Because I still write

It wasn’t long ago when I couldn’t even begin to imagine myself staring at a blank page and putting words together to fill up that page. In the first place, I couldn’t even imagine myself reading more than anything that was required. Rather, I probably wouldn’t have picked up a textbook even if that meant making or breaking the grade.

Now, though, it has become very different. Ever since I started writing, I couldn’t begin to imagine myself not writing something, anything, at least once each day. I couldn’t see myself not reading anything at all at any given day. And as much as I can already see myself picking up a textbook when it is absolutely necessary, I have also come to recognise the fact that there is such a big world out there just waiting for me to come and see them.

And I can also begin to imagine that maybe, just maybe, writing did save my life. Perhaps not during the storm itself, but a few days later.

During the first few days after the storm, there was so much to see. So many places your feet want to bring you to. So many stories your ears want to hear. Of course, there were also so many scents your nose would never have wanted to smell.

However, some time later, when the reality sets in and the dust has settled, so to speak, you are faced with the fact that you really have been moved someplace else despite the fact that you were in the same place. Those things which were once the norm has gone. Those which you were once connected to have been cut off.

The world has changed and not for the good. Suddenly, you had to face a reality that you never would have wanted to contend with. And there was hardly any way out.

That’s when a certain dark atmosphere settles over you. A pall of gloom covers you. And the joy of having lived through something so terrible suddenly disappears only to be replaced by a sadness which apparently didn’t have reason.

It might have been what people would call depression. And I might have just gone through that. Or, at least, they were signs. Such as when you get to be so bored you want to do something, anything if only you could get out of that dark pit of the standstill you find yourself in even if it was to tear the world apart.

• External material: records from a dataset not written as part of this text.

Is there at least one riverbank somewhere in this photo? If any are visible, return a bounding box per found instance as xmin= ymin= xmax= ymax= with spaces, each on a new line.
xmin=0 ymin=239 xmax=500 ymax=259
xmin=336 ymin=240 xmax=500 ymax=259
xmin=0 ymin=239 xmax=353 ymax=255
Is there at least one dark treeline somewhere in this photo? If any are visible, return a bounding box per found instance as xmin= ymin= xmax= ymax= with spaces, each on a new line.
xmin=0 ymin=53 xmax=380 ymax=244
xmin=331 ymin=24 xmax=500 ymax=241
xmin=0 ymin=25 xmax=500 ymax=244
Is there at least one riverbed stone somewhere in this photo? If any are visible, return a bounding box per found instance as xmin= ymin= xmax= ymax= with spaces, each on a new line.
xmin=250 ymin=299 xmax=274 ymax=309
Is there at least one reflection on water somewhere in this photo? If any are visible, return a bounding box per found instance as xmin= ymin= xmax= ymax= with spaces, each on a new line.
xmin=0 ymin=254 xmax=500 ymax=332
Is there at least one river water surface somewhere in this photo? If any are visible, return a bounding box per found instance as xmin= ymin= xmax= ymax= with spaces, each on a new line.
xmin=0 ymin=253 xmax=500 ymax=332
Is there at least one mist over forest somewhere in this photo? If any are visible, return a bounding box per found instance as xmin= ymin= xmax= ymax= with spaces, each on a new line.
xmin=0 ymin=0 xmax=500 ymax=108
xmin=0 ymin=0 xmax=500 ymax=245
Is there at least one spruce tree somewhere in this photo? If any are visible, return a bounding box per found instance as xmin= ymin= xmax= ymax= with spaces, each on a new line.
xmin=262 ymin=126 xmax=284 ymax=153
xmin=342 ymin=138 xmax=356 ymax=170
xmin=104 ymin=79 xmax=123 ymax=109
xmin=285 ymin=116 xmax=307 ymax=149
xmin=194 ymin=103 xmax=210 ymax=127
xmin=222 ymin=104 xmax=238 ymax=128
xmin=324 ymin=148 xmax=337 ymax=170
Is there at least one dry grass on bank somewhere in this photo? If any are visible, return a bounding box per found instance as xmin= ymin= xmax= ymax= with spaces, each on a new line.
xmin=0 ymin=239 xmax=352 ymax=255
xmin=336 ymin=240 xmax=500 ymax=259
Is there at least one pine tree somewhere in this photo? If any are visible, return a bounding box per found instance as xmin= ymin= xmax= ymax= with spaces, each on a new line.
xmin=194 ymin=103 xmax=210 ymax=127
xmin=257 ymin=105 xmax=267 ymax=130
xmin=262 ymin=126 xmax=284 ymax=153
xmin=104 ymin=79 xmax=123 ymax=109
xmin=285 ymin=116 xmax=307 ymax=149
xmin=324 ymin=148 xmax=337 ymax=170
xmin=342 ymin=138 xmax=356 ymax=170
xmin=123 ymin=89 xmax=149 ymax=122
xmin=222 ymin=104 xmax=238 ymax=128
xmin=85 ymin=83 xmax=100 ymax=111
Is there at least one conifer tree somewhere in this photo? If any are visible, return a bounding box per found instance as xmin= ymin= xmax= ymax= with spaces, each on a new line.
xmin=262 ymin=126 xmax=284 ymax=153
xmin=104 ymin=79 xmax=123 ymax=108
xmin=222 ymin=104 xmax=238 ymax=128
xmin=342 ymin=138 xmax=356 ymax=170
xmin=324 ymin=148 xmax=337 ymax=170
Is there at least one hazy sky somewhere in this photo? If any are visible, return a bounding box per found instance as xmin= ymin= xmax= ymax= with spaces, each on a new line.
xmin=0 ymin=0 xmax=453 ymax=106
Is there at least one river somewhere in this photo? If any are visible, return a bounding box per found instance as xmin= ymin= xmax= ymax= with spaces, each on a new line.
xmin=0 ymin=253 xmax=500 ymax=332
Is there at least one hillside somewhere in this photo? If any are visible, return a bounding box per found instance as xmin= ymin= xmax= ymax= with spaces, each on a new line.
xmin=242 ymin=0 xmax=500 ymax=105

I had to acknowledge that I might have started falling into an abyss that might have proved exceptionally difficult to get out of if I didn’t do anything soon. So, I did. Thankfully, by some miracle, I managed to keep some sheets of paper dry. More specifically, a few notebooks and a sketchpad. And I had a few pens that still worked.

While I have never truly done pen and paper before those days, I certainly spent a lot of time with them during that period. I was writing about a lot of things, but mostly what was happening in the new world which I found myself in. A few weren’t very pleasant but, whatever they were, they most definitely kept me busy.

I have heard it said in a movie once that artists have so much to be thankful for because, no matter how hard they try to forget their art, when everything suddenly goes wrong, when life comes at you unexpectedly, when the world gets you surprised, artists always have somewhere to fall back to, somewhere they can just pour everything out, somewhere they can break themselves into so that they can become whole again.

The movie most probably didn’t say it that way but I now understand it better. And while I can’t call myself an artist solely because I wanted to call myself so, I acknowledge that writing has done me more good than I ever would have thought it would.

It is because I have started writing that I find myself still able to write today and not find myself so deep into a pit of blackness that nothing might have pulled me out of.